BRITISH COLUMBIA
01/03/2018 11:53 EST | Updated 10 hours ago

Vancouver's Real Estate Market More Normal In 2017 But Prices Are Up: Real Estate Board

Sales were down from 2016 and 2015's sizzling pace.

THE CANADIAN PRESS/Jonathan Hayward
A real estate sold sign is shown outside a house in Vancouver, Tuesday, Jan.3, 2017.

VANCOUVER — The Real Estate Board of Greater Vancouver says home sales across Metro Vancouver were more "historically normal" in 2017, although the number of transactions was still the third highest in the past decade.

Sales of detached homes, townhomes and apartments in Metro Vancouver reached 35,993 in 2017, off 9.9 per cent compared with 2016 and down 15 per cent from 2015's sizzling pace.

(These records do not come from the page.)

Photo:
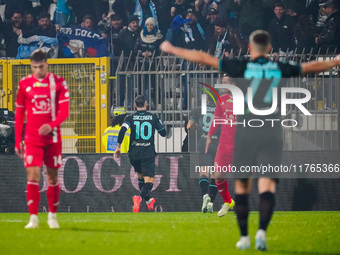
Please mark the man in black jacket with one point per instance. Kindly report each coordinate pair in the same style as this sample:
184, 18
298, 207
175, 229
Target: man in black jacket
11, 33
45, 27
330, 34
127, 37
281, 29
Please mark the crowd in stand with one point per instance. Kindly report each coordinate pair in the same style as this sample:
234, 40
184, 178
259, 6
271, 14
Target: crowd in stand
93, 28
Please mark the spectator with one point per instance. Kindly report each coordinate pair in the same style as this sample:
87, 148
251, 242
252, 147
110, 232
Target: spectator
40, 6
281, 29
304, 30
124, 8
223, 8
11, 34
210, 27
127, 38
226, 38
88, 22
148, 43
253, 15
63, 14
111, 26
43, 37
145, 9
313, 9
294, 8
330, 34
187, 33
86, 126
2, 40
110, 136
45, 27
150, 38
13, 6
29, 22
204, 6
179, 7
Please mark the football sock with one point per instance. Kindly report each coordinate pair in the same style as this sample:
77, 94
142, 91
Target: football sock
223, 189
33, 197
267, 203
52, 193
242, 211
140, 183
204, 184
146, 189
212, 190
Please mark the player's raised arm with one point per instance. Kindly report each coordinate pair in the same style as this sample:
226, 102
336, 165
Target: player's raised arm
19, 121
191, 55
319, 66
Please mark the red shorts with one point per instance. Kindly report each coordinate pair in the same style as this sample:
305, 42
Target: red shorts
224, 156
50, 154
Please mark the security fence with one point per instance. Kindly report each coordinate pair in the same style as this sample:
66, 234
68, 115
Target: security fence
2, 88
173, 88
87, 81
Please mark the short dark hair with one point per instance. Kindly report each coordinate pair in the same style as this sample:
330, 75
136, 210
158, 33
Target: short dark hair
39, 56
260, 40
140, 101
16, 11
44, 15
279, 4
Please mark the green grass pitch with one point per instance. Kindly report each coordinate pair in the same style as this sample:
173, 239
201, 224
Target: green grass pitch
309, 233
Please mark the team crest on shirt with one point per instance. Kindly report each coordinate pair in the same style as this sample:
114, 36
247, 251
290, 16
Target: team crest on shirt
39, 85
29, 159
42, 104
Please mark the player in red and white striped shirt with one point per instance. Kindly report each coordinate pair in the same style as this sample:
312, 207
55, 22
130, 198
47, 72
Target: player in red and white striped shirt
225, 149
44, 99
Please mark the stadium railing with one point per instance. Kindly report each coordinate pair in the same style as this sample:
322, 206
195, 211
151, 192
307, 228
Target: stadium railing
176, 88
88, 83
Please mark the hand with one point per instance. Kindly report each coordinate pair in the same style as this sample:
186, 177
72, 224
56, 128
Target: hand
275, 55
291, 12
45, 129
20, 151
117, 153
172, 12
207, 144
337, 59
166, 46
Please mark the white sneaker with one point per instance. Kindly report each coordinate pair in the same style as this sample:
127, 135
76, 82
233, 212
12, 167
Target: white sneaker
260, 240
33, 222
210, 207
52, 221
225, 208
243, 243
206, 200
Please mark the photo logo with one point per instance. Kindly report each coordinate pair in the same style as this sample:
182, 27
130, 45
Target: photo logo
239, 99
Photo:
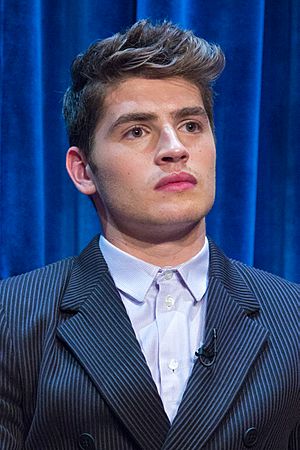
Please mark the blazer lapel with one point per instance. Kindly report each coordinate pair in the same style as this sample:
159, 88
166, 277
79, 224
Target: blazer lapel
100, 335
212, 390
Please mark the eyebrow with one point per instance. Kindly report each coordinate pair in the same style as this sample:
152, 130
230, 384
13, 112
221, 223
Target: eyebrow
147, 117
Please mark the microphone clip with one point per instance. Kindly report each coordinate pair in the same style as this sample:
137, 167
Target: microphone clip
207, 355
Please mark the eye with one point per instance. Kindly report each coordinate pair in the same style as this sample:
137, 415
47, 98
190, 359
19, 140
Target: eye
135, 132
192, 127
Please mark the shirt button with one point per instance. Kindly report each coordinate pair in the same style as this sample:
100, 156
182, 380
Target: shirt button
168, 274
169, 301
173, 364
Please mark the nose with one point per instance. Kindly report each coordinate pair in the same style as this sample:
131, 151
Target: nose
170, 149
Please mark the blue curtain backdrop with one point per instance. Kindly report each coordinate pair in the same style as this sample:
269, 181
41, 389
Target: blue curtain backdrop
256, 216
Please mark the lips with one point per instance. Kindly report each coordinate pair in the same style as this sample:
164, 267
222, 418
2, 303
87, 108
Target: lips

The benchmark price for all residential properties was $1,050,300, a 15.9 per cent jump compared with December 2016.

A key aspect of last year's housing market was a marked decline in the number of available listings, a trend the board has said can put upward pressure on home prices.

Board president Jill Oudill says 54,655 properties were listed for sale in 2017, a dip of 5.1 per cent from the year earlier.

"Metro Vancouver home sales were the third highest we've seen in the past ten years while the home listings total was the second lowest on record for the same period," Oudill says in a news release.

She also says market activity across the Vancouver region differed considerably in 2017 based on property type.

"Competition was intense in the condominium and townhome markets, with multiple offer situations becoming commonplace," says Oudill, noting the market for detached homes was more balanced, giving buyers more selection and more time to make decisions.

Homebuyers urged to get pre-approval before offers


The real estate board says the benchmark price of condominiums leaped 25.9 per cent in Metro Vancouver last year, while townhomes increased 18.5 per cent and the price for detached homes climbed 7.9 per cent.

Looking ahead to 2018, Oudill says only time will tell how the market will react to several significant regulatory changes, and she urged home buyers to obtain pre-approval before making any offer.

"Realtors are working with their clients to help them understand how changing interest rates and the federal government's new mortgage qualifications could affect their purchasing power," she says.